PostHog LLM Analytics

PostHog analytics is disabled by default. To enable it, set both:

POSTHOG_ENABLED=true
POSTHOG_API_KEY=phc_...

Optional settings:

  • POSTHOG_HOST (default: https://us.i.posthog.com)
  • POSTHOG_DISTINCT_ID (runtime user identity takes precedence in /ws/chat)
  • POSTHOG_FLUSH_INTERVAL / POSTHOG_FLUSH_AT
  • POSTHOG_ENABLE_DSPY_OPTIMIZATION (default: false)
  • POSTHOG_INPUT_TRUNCATION / POSTHOG_OUTPUT_TRUNCATION
  • POSTHOG_REDACT_SENSITIVE (default: true)

Programmatic setup:

from fleet_rlm import configure_analytics

configure_analytics()  # reads POSTHOG_* environment variables

Each DSPy LM call emits $ai_generation with:

  • $ai_trace_id, $ai_parent_trace_id
  • $ai_model, $ai_provider, $ai_latency
  • $ai_input, $ai_output_choices (sanitized + truncated)
  • $ai_input_tokens, $ai_output_tokens, $ai_total_tokens

Quick Start

1. Install

uv pip install fleet-rlm

Optional extras for server and MCP support:

uv pip install fleet-rlm[server]   # FastAPI server + WebSocket
uv pip install fleet-rlm[mcp]      # MCP server
uv pip install fleet-rlm[full]     # All extras

2. Configure

Set up your Modal and LLM credentials:

modal setup
modal volume create rlm-volume-dspy
modal secret create LITELLM DSPY_LM_MODEL=openai/gemini-3-pro-preview DSPY_LLM_API_KEY=sk-...
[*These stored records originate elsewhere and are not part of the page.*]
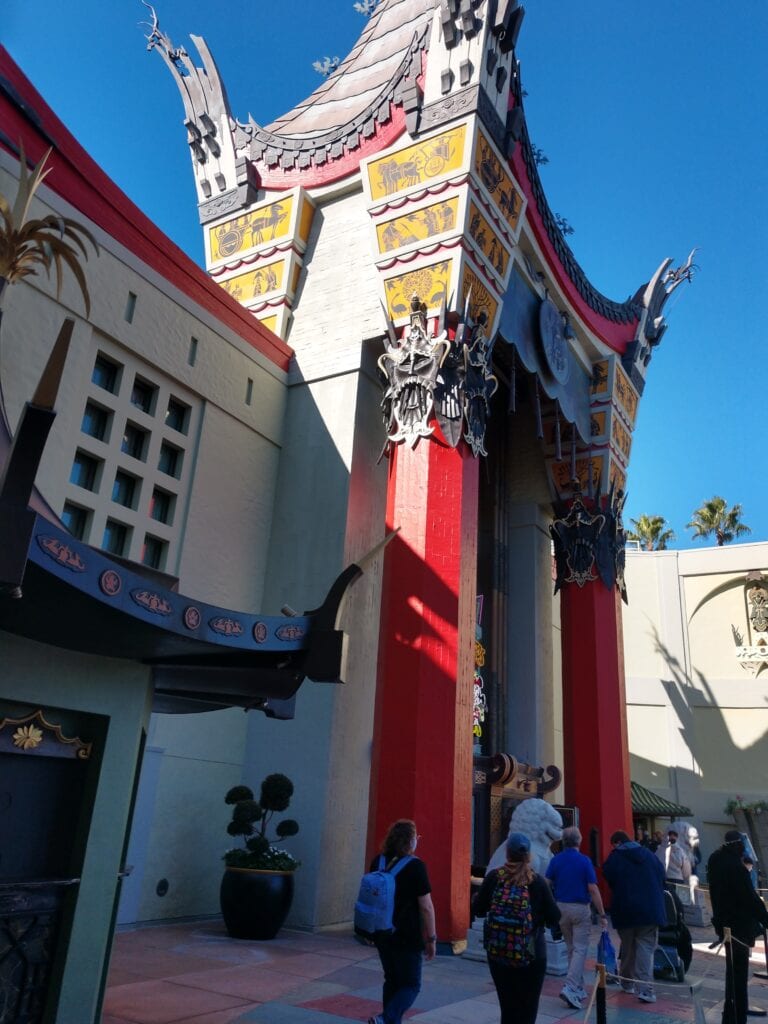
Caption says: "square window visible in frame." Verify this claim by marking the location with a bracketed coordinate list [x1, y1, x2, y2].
[80, 401, 112, 441]
[120, 423, 150, 462]
[91, 352, 120, 394]
[112, 469, 139, 509]
[131, 377, 158, 415]
[150, 487, 176, 526]
[141, 534, 168, 569]
[158, 441, 184, 479]
[70, 452, 101, 490]
[61, 502, 90, 541]
[101, 519, 129, 555]
[165, 398, 189, 434]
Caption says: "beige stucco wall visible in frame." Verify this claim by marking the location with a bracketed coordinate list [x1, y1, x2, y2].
[0, 149, 287, 921]
[624, 544, 768, 855]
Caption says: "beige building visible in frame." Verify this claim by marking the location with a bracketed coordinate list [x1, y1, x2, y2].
[624, 544, 768, 858]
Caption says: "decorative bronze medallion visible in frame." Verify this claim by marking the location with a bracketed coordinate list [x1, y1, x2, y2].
[98, 569, 123, 597]
[37, 535, 87, 572]
[131, 590, 173, 615]
[274, 626, 306, 640]
[208, 615, 243, 637]
[183, 604, 201, 630]
[539, 298, 570, 384]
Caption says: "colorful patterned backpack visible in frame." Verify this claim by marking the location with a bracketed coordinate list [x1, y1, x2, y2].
[482, 867, 536, 967]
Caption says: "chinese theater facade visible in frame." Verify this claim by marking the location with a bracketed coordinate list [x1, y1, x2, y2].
[147, 0, 686, 942]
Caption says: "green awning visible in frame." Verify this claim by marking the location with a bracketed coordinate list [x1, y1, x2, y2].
[630, 782, 693, 818]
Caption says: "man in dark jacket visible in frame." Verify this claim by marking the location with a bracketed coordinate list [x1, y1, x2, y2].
[707, 829, 768, 1024]
[603, 830, 667, 1002]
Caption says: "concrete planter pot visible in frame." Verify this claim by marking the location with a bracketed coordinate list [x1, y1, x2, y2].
[219, 867, 294, 939]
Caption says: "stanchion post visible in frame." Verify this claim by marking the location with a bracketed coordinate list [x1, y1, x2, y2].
[595, 964, 607, 1024]
[753, 929, 768, 978]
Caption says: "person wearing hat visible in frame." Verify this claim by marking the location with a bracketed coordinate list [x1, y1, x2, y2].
[472, 833, 560, 1024]
[707, 828, 768, 1024]
[603, 829, 667, 1002]
[664, 828, 690, 885]
[547, 825, 610, 1010]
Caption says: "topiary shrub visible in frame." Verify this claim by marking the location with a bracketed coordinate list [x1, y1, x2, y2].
[224, 772, 300, 871]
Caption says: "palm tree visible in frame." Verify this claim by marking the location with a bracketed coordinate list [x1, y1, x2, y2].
[686, 495, 752, 547]
[0, 145, 98, 315]
[627, 515, 675, 551]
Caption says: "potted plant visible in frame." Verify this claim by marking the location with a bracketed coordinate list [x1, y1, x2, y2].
[220, 774, 300, 939]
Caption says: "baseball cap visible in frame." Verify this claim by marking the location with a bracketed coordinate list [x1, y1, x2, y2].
[507, 833, 530, 854]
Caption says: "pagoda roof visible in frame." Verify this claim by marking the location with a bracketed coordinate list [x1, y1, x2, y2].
[0, 46, 293, 372]
[630, 782, 693, 819]
[264, 0, 434, 152]
[234, 0, 642, 351]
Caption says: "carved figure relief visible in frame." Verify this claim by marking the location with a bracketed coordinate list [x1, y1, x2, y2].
[379, 295, 451, 447]
[368, 125, 467, 200]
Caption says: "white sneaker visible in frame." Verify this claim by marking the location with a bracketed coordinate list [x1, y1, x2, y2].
[560, 985, 582, 1010]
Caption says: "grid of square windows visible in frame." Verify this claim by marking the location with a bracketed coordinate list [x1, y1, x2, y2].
[61, 351, 194, 569]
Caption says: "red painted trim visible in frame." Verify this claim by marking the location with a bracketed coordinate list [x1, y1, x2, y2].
[0, 46, 293, 370]
[254, 104, 406, 189]
[560, 580, 633, 862]
[369, 439, 480, 941]
[510, 144, 637, 354]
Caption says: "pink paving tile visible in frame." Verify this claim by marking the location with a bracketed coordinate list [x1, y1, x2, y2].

Set up NeonDB + backend auth bootstrap:

# from repo root
cp .env.example .env
# Edit .env and set:
#   DATABASE_URL=postgresql://... (direct Neon endpoint)
#   AUTH_MODE=dev
#   AUTH_REQUIRED=false   # dev default; auth optional until Entra is wired
#   DEV_JWT_SECRET=...

Initialize DB schema:

# from repo root
uv run python scripts/db_init.py

3. Run

Web UI (React SPA):

0.4.6 treats the React SPA as the primary interface. The backend serves the built frontend automatically.

# 1. Build the frontend (requires Bun)
cd src/frontend
bun install
bun run build
cd ../..

# 2. Build the Python package (bundles the UI into the wheel)
uv build

# 3. Install with server dependencies and run the Web UI server
uv pip install -e ".[server]"
uv run fleet web

Then navigate to http://localhost:8000 in your browser.

OpenAPI source-of-truth is openapi.yaml at repository root. Frontend API types are generated from src/frontend/openapi/fleet-rlm.openapi.yaml, which should be synced from the root spec via frontend scripts.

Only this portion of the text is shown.